FINANCE AND FEELINGS: The neural ‘pleasure centre’ at the heart of herd behaviour’
Which part of the brain is powerful enough to overwhelm individual thought and generate the desire to be part of a herd? Neuroscientists believe a neural network that includes the nucleus accumbens – more popularly known as the “pleasure centre” – is responsible. It is part of the limbic system associated with generating feelings and emotions such as fear, reward, punishment and pleasure.
Exposing subjects to situations that forced them to change their individual decisions to fall into line with those of a group, Basel university’s Vasily Klucharev and colleagues saw neural activity in the posterior medial frontal cortex – which monitors behaviour – and the nucleus accumbens using functional magnetic resonance imaging.
But when they temporarily shut down the cortices of the volunteers with a non-invasive procedure known as transcranial magnetic stimulation, the subjects ceased to adjust their behaviour to comply with that of the group. In other words, deactivating a specific part of the brain made subjects temporarily immune to social influence, and thus incapable of joining the herd mentality.
The nucleus accumbens is also important for understanding the primary drivers of financial traders’ decision-making: risk and reward. “Whereas a neurological basis for risk is difficult because the concept of ‘risk’ is hard to define – it is different for economists and psychologists – the experience of ‘reward’ can be traced to the nucleus accumbens,” says Gregory Berns, professor of neuroeconomics at Emory University in Atlanta.
His studies have underscored the pleasure centre’s role in mediating the release of dopamine, a powerful neurotransmitter (chemical messengers in the brain).
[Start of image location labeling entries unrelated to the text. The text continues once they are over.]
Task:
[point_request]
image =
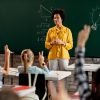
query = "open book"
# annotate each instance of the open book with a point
(24, 90)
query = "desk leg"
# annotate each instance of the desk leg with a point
(93, 81)
(11, 80)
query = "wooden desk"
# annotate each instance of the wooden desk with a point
(53, 75)
(86, 67)
(57, 75)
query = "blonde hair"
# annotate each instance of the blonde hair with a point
(30, 58)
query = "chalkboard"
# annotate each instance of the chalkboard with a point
(24, 23)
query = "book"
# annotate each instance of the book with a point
(24, 90)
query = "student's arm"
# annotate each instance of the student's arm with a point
(7, 60)
(83, 86)
(48, 42)
(69, 42)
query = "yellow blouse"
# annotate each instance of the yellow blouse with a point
(59, 51)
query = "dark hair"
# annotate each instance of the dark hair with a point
(60, 12)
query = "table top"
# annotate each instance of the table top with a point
(86, 67)
(57, 75)
(53, 75)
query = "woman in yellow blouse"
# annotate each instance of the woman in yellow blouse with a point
(58, 40)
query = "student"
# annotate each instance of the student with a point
(6, 66)
(80, 75)
(27, 58)
(8, 94)
(58, 40)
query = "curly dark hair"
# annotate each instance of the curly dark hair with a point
(60, 12)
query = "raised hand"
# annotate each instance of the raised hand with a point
(83, 36)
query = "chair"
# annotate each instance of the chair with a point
(39, 83)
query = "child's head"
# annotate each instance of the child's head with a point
(27, 56)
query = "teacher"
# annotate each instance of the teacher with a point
(58, 40)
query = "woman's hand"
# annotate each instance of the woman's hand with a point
(83, 36)
(41, 60)
(57, 41)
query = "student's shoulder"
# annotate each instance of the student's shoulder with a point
(52, 28)
(67, 28)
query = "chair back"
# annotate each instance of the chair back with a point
(28, 79)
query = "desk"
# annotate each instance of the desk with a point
(88, 68)
(53, 75)
(57, 75)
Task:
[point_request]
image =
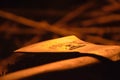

Dopamine is also linked to addiction; cocaine and amphetamines stimulate the release of dopamine, which produces the characteristic “high”.
According to Prof Berns, actually receiving the reward is not necessary. “Just the anticipation of a reward is sufficient to generate activity in this part of the brain,” he says. “It’s the expectation of what’s going to happen in the future that helps guide financial decision-making.”
The system sheds light on the herd mentality, he says: “It helps explain our need for a sense of belonging. Just as teenagers may rate music according to a star rating others have accorded it, our judgments are influenced by the desire to belong to a crowd, and the expectations of the reward of the acknowledgement of that crowd.”
You do not even have be in the physical presence of others to receive the feedback that encourages a change of opinion. “Our own processing stimuli can be turned off and our decisions can be swayed, simply by the suggestion that others thought differently,” says Prof Berns, whose studies show this.